Alcides Silva: Língua portuguesa, inculta e bela

Alcides Silva/ O Jornal de Santa Fé do Sul - 26 de janeiro de 2005 - 08:24

Os verbos da modéstia

Tem-se visto, com muita freqüência, o emprego do verbo ‘gostar’ e outros de sentido semelhante, no futuro do pretérito, utilizado em situações que indicam ser do presente do indicativo. E isso ocorre geralmente em frases que expressam um pedido, uma solicitação ou uma súplica: “Gostaria de convidar V.S. para as solenidades....”; “Apreciaria contar com sua presença...”; “Pretenderia fazer umas considerações iniciais...”; “Pediria um minuto de silêncio”; “Solicitaria a atenção de todos os presentes”.
Nas situações acima, o sujeito do verbo está realizando a ação (‘convido V.S.’, ‘conto com sua presença’, ‘faço umas considerações iniciais’, ‘peço um minuto de silêncio’, ‘solicito a atenção’).
O tempo verbal é o presente do indicativo.
Qual a razão, então, do uso do futuro do pretérito?
Com esses verbos ocorre o mesmo fenômeno que se dá com certos pronomes que são empregados no plural. embora enunciem o singular: “Nós, disse o prefeito, faremos essa obra” (O ‘nós’ dessa frase, equivale a ‘eu’), os denominados plurais de modéstia.
Nessas circunstâncias, tanto o verbo como o pronome apresentam um sentido de sobriedade, uma ausência de vaidade, de aparente ‘inferioridade’ da pessoa que fala com relação à pessoa com quem se fala.
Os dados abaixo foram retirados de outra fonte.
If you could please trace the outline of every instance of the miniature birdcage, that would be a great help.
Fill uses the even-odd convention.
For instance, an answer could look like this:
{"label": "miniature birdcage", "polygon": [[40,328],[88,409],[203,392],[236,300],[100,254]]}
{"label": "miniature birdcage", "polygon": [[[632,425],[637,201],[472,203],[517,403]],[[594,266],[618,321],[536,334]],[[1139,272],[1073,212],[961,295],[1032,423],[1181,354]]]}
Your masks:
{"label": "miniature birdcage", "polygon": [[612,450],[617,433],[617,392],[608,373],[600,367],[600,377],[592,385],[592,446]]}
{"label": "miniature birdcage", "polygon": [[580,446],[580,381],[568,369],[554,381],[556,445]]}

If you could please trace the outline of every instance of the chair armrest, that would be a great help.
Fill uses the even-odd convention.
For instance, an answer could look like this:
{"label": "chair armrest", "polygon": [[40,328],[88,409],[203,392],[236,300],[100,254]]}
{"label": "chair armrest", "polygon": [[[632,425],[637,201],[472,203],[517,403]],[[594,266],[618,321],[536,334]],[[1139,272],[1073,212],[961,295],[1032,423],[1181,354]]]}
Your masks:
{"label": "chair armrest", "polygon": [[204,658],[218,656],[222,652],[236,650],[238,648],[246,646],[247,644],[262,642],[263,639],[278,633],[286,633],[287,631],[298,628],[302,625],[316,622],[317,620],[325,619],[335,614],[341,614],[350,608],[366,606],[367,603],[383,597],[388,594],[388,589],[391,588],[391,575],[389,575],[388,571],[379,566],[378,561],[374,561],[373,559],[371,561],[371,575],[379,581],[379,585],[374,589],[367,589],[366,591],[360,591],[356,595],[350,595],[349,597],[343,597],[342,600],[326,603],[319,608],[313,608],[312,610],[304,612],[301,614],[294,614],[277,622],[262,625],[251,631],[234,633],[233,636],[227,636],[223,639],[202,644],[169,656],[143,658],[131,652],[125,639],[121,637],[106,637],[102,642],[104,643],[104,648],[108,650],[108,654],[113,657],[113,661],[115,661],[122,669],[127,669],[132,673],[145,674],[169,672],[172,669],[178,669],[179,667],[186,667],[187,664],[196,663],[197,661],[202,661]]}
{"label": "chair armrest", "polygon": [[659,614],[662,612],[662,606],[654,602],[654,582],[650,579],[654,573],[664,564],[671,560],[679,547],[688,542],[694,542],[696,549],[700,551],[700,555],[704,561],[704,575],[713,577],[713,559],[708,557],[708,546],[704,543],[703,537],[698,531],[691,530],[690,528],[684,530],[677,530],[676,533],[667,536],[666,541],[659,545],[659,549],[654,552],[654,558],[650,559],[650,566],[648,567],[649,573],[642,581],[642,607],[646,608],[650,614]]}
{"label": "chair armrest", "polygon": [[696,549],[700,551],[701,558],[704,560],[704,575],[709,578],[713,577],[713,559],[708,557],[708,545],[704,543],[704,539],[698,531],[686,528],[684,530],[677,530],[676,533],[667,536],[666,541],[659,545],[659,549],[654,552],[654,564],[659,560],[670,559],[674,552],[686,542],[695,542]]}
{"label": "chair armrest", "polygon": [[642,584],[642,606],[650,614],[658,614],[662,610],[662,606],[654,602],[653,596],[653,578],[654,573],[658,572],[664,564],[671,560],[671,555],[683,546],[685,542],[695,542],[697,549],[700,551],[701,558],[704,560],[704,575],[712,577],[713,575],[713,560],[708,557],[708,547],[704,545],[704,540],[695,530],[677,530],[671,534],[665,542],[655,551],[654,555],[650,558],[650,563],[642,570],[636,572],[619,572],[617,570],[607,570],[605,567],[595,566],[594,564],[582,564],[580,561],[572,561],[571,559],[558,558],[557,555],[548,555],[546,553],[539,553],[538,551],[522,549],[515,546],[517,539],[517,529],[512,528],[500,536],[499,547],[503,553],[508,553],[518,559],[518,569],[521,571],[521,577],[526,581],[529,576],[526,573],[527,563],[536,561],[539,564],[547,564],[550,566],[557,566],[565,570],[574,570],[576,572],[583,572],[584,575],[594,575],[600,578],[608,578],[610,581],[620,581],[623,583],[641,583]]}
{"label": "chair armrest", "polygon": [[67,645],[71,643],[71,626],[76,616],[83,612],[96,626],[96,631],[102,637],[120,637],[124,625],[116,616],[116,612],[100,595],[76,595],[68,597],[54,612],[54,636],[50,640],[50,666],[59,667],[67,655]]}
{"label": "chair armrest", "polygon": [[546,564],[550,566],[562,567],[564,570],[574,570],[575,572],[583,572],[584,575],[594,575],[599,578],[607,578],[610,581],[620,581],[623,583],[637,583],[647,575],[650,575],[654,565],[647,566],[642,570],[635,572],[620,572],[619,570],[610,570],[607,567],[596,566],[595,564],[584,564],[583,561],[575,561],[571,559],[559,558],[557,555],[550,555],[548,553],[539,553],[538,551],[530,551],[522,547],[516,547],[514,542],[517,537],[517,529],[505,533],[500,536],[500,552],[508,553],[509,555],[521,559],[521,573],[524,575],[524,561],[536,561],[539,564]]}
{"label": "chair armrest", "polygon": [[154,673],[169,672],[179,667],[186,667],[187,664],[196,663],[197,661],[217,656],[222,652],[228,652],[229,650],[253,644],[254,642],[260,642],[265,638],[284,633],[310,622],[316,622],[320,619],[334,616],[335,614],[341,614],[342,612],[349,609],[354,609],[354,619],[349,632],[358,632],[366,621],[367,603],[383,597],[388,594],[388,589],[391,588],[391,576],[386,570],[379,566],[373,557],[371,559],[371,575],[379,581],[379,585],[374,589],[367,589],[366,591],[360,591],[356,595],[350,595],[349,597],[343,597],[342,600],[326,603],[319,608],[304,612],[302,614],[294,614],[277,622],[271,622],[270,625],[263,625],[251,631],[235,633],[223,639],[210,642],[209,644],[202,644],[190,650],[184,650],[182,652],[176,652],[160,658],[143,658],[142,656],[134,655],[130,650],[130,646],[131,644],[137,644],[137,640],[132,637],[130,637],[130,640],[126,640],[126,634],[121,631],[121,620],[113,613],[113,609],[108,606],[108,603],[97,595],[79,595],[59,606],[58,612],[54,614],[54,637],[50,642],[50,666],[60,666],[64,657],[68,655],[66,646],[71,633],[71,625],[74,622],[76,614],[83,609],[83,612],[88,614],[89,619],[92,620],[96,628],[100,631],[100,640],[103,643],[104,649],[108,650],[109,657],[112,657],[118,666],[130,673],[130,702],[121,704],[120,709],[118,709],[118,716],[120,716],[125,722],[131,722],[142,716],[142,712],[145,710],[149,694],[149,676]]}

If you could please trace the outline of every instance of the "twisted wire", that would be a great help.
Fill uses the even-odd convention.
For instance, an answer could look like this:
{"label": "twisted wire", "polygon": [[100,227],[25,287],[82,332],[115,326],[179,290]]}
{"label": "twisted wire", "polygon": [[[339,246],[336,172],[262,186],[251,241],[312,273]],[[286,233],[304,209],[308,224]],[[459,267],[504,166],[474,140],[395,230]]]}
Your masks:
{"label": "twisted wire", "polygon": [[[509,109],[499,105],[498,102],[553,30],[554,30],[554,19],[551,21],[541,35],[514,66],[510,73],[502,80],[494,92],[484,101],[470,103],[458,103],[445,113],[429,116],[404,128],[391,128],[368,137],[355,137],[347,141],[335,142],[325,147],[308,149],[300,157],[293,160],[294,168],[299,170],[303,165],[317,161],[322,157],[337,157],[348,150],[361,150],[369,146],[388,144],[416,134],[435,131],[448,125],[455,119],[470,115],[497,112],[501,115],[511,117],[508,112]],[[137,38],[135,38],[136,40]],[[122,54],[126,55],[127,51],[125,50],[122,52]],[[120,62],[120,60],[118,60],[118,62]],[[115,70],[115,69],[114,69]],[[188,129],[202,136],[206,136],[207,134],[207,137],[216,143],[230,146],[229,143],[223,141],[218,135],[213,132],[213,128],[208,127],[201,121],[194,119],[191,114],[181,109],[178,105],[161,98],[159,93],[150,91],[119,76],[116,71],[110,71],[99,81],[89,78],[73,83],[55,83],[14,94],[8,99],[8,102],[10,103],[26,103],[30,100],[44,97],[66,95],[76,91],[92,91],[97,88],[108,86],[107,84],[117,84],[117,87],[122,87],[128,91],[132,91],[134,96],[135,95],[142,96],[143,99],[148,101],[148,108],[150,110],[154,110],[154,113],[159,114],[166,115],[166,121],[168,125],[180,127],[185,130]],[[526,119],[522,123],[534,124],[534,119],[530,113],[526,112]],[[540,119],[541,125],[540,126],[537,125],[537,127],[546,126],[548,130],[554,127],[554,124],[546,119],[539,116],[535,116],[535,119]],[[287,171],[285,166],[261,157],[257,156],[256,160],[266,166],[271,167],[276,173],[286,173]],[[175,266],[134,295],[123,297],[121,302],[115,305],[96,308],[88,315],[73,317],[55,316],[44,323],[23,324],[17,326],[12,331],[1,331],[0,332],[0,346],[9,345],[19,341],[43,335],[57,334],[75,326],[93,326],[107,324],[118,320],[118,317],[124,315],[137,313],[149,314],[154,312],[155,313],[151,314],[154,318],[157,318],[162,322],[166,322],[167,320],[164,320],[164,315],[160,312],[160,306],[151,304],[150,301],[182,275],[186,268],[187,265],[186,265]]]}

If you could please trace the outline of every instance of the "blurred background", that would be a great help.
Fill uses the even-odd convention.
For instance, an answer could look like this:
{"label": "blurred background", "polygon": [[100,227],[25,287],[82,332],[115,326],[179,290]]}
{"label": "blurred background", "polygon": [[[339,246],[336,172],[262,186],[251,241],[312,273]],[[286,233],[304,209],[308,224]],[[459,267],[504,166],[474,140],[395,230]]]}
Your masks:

Enfim, uma situação de modéstia. E são empregados para evitar o tom impositivo ou ordenatório ou, ainda, a qualidade muito pessoal do que se está dizendo.
Se ao invés de escrever ‘Gostaria que os senhores viessem ainda hoje efetuar o pagamento da dívida”, eu usasse a forma imperativa e dominadora de “Quero que os senhores venham ainda hoje efetuar o pagamento da dívida”, por certo não obteria o mesmo resultado no relacionamento humano. Na primeira frase estou solicitando polidamente; na segunda, ordenando peremptoriamente.
O que ocorre com o verbo “gostar”, que no futuro do pretérito adquire uma conotação de súplica, também acontece com “pedir”, “solicitar”, “implorar”, “apreciar” e outros verbos rogativos.
O uso do futuro do pretérito com o sentido de presente do indicativo tem de ser moderado, sob pena de pedantismo. Como pedante também é o emprego exagerado do plural de modéstia. Tudo bem regrado, porque “a elegância oca, a afetação retórica, a exuberância léxica, o fraseado bonito mais falseiam a expressão das idéias do que contribuem para a sua fidedignidade”, explica o prof. Othon Garcia, em “Comunicação em prosa moderna”. Aliás, “virtus in medius”, diziam os romanos no alvorecer da civilização.
E há quase um século, um dos maiores filólogos brasileiro, Said Ali, escrevia que “deve ter sido um deus o que inventou a divina arte de escrever. Os gênios por ele inspirados fundam e criam a linguagem literária, o falar culto, aquele que serve de modelo à posteridade, modificado com o progredir dos tempos, com o desenvolvimento intelectual e material de uma nação, mas a mesma linguagem na essência.”
Importante lembrar que não é errado quando o sujeito nós for um plural de modéstia, ficar o predicativo no singular, como se o sujeito fosse o pronome “eu”: “Ficamos admirado por sua coragem” (“Fiquei admirado por sua coragem”) – “Estamos convencido de sua lealdade” (“Estou convencido de sua lealdade”).